Tuesday, September 2, 2014

The big day

Today is Chloe's first day of kindergarten. She's been so excited about it. We went school shopping last week, and school-clothes-shopping a couple of weeks before that, and she was eager to help pack her lunch and make sure everything was in order in her backpack. She had three nosebleeds yesterday, so last night we discussed writing a note to her teacher to keep her informed, and the first thing she asked me this morning was "Did you do that note?"

She was all smiles when we left her at her classroom door this morning. All three of us walked her in, since I'm working from home on Tuesdays and it wasn't terribly busy. Her teacher met her at the door and told her to put away her backpack and play with the Play-Doh at her seat; and she gave us quick good-bye hugs and was off. There was a "Boo-Hoo Breakfast" for kindergarten parents in the school library afterward. We didn't go, but I did feel slightly boo-hoo-ey as Eric, Maia, and I walked back to the car.

So did Maia; she wanted to be picked up and buried her face in my shoulder. But she's also anxious about going to meet her preschool teachers today, and she recovered quickly--though the house is very, very quiet without her favorite playmate to assist in making the usual ruckus, or demand the usual shows. Change, it is here.


Saturday, October 26, 2013

Naptime

I suppose I might as well make this official: I am on hiatus. Life is sort of difficult to live once at the moment, let alone over again for the blog (though the girls are mostly not the difficult parts. And certainly not the dull ones).
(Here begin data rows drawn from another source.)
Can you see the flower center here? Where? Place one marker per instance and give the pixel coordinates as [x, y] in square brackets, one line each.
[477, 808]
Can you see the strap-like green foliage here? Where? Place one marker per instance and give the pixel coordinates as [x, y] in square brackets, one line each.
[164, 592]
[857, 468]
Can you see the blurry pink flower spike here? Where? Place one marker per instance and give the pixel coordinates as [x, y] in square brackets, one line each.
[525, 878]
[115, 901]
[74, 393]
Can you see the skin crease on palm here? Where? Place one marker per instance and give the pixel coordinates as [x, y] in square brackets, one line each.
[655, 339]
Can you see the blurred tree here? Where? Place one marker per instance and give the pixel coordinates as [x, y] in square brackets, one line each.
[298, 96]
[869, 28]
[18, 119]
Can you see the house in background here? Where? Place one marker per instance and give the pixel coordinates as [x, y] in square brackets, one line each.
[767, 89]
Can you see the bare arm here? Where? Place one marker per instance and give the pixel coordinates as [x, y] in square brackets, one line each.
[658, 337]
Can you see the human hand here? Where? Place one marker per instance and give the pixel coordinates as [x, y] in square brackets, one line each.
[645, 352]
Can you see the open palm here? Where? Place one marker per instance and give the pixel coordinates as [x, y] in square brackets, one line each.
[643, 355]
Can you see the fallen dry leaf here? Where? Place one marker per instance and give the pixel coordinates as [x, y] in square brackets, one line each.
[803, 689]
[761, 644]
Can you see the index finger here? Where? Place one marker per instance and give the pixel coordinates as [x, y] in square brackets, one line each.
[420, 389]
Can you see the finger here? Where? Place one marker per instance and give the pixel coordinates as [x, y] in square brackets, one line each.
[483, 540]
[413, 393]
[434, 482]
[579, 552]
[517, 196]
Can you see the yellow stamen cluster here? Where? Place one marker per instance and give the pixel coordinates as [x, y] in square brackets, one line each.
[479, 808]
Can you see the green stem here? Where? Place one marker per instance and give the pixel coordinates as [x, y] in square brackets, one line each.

Therefore, instead of our last post (Maia's doing much better), I leave you with this:

"Pirate sisters Chloë and Maia, best friends for ever!"
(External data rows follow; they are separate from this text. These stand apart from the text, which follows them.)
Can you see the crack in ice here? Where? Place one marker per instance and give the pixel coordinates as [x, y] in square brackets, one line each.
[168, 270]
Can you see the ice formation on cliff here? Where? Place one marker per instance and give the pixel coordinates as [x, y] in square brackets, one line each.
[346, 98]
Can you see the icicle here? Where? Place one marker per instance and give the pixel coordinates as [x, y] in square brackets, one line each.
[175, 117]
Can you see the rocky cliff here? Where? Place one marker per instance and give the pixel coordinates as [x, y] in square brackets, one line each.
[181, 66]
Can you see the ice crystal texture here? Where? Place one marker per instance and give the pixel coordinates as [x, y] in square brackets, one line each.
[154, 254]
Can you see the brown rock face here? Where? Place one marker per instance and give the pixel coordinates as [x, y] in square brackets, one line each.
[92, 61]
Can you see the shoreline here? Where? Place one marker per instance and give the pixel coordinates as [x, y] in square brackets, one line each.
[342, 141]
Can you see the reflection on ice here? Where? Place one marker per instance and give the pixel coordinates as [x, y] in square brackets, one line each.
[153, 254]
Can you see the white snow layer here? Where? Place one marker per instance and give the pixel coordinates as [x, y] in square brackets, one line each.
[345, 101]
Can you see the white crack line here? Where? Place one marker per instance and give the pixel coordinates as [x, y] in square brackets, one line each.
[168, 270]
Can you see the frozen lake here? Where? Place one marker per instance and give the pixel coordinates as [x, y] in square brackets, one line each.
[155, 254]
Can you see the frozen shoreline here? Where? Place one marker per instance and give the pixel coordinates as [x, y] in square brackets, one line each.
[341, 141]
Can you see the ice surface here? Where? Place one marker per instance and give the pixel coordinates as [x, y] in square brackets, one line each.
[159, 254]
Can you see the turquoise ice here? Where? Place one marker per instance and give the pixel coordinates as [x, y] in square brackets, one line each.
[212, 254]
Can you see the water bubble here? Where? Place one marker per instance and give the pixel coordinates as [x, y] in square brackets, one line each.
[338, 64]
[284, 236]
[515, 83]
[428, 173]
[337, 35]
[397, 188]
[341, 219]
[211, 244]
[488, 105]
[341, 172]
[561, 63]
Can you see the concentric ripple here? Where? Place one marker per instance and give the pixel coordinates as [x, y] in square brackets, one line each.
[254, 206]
Saturday, September 21, 2013

On the poop deck

(Warning: discussion of gastrointestinal function ahead.)

"I don't need 'positories any more!" Maia said brightly yesterday. Then she took a wipe and tried to stuff it up her ducky's butt.

We went to Seattle last week. While we had a good time overall, travel didn't agree with Maia's digestive system. There were no poops for the first two days, and when she was straining but getting nothing out, we decided to use suppositories, which we've used for her once before. They were highly effective then, but she was ambivalent about them--she knew they worked, but she didn't like how they went in, which I really can't blame her for--and refused these. Of course, being two, her refusal didn't mean as much as she might have wished. We administered several of them, as well as tons of fruit and juice and gummy fiber pills (Chloë also had a couple since they tasted yummy, she said, but since she didn't need any of that sort of help and we're the ones who wipe her butt, she went off them), and eventually a vegetable laxative pill.
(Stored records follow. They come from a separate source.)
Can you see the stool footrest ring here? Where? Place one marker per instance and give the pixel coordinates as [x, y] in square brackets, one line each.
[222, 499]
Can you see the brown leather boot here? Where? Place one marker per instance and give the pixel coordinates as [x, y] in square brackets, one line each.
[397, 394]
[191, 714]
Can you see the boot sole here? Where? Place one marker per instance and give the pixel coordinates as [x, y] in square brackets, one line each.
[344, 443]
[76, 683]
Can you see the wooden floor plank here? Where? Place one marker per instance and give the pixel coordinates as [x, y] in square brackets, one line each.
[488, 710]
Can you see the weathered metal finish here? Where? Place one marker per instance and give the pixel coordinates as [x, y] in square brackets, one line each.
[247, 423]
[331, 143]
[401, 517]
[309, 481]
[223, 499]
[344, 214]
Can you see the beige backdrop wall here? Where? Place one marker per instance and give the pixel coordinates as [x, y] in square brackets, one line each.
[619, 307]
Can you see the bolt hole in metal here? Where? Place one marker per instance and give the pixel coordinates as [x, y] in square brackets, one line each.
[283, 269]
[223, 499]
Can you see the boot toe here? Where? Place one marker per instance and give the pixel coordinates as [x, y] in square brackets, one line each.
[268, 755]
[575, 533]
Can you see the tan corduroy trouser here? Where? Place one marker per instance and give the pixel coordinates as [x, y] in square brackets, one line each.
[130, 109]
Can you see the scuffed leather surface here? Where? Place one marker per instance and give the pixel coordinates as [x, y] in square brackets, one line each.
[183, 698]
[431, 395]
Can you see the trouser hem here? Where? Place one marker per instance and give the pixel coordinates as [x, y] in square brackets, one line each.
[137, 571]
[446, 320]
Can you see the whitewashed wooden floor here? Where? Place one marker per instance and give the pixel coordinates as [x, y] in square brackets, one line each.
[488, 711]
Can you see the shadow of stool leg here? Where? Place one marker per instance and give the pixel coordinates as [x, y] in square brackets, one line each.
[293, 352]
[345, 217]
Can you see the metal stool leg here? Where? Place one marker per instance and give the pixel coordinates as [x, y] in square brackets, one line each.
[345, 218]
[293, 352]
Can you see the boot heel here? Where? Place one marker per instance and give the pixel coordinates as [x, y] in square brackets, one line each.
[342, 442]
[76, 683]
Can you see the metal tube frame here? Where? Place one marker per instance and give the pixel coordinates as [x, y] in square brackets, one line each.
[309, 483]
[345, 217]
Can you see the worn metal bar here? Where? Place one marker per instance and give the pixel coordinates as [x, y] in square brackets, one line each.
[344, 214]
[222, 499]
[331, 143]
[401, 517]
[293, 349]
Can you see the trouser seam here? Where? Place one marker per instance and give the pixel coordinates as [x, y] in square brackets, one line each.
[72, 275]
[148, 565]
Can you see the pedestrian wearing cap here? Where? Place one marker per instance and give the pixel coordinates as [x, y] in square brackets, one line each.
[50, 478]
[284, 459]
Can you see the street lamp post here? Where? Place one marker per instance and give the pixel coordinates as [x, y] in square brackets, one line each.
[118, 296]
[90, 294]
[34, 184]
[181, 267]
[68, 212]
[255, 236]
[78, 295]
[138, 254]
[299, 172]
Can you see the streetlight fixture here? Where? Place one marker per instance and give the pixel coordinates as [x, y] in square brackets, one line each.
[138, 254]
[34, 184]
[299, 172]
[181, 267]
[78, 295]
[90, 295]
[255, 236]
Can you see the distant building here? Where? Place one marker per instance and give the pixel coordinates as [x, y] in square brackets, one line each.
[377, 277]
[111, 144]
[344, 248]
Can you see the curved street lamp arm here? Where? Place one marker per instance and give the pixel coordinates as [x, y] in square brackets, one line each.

She didn't do terribly well the remainder of the trip, but it wasn't so bad we wanted to take her to a doctor. She did start crossing her legs when she was straining, presumably because it hurt--she mentioned this a couple of times when I was changing her, so I took extra care cleaning her, and when I forgot once told me, "Wipe gentwy!" We discouraged the leg-crossing, and by a couple days after we got back, she had gotten back to normal consistency and frequency. She got milk today for the first time in a week.

We're not sure how much each remedy helped, but I'm fairly confident that getting back to her normal schedule was a part of it. Funny how travel can affect something like digestion and excretion. She didn't have this problem our last trip out, admittedly. But it certainly wasn't the change in diet, since Mom and Dad pushed fruit and vegetables even more than we do.

Monday, September 9, 2013

Unassailable logic

"I want that," Maia said, pointing up to Chloë's solar system mobile this morning.

"Which one?" Chloë asked her. "Jupiter?"

"Yeah."

"She wants Jupiter," Chloë told me. "But not the real Jupiter."

"Why not?" I inquired.

"Because one, she couldn't carry it. And two, it wouldn't be in orbit any more. And three, it would be bigger than a room."